I had to rip the back break cable in other to get to the belt cover. I have no idea where to begin with belts so I took pics and maybe you guys can help me

I got a new battery, charged it, and plugged it up and started it (not running obviously with no gas) just wanted to see what would happen with the belt.
it turns fine, moves both, but its lots of slack in the belt, is that normal? Is that why before i would have to accelerate very slowly to gain speed and never punch it?


----------



## Striker (Feb 21, 2011)

and heres more...


oh I got tired of looking at my bf750 being clean. Sooo..


----------



## Striker (Feb 21, 2011)

Anyway, the belt, how is it catching? I mean its on those two drums, the one i have picture of it has no teeth for the belt to grab kidna like a sprocket on mx bikes, Is it spose to be that smooth?


----------



## Coolwizard (Feb 28, 2009)

Under power the front drum (sheaves) squeeze together to grab the belt. The belt should have some slack (deflection) but I'm not sure how much the Prairie should have.


----------



## Coolwizard (Feb 28, 2009)

There is a video on here somewhere (posted by NMKAWIERIDER, I believe) that shows a Brute running with the CVT cover off. It will help you understand how the clutch system works.


----------



## Striker (Feb 21, 2011)

Got to the front brakes today and boy were they rusted, the brake pads were of course worn through (I drove it without brakes for like... 2 years)

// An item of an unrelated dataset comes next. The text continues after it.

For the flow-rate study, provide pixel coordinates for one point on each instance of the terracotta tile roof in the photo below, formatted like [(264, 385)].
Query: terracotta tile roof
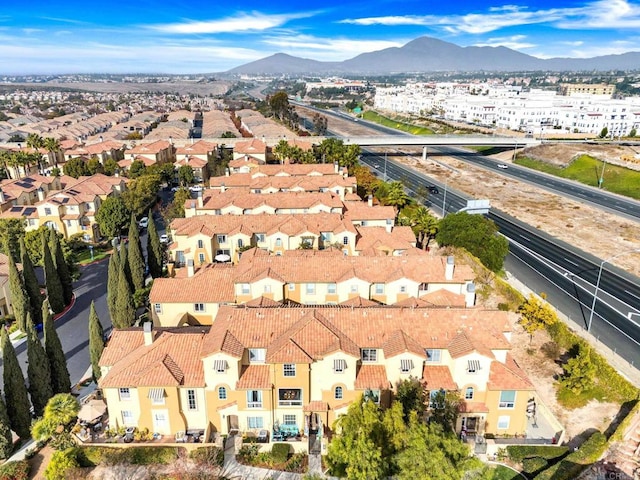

The round pusher rod looking piece was rusted stuck so I couldnt push it to get the new brake pads in, I found a steel pipe and it fit perfectly to match it, Drenched it in PB Blaster, and hammered away and it broke free, So the front left brake is ready to roll soon, I just have to some how break into the master cylinder part, The two screws that hold the resivor cap is stripped beyond belief and I have no idea how ima get in.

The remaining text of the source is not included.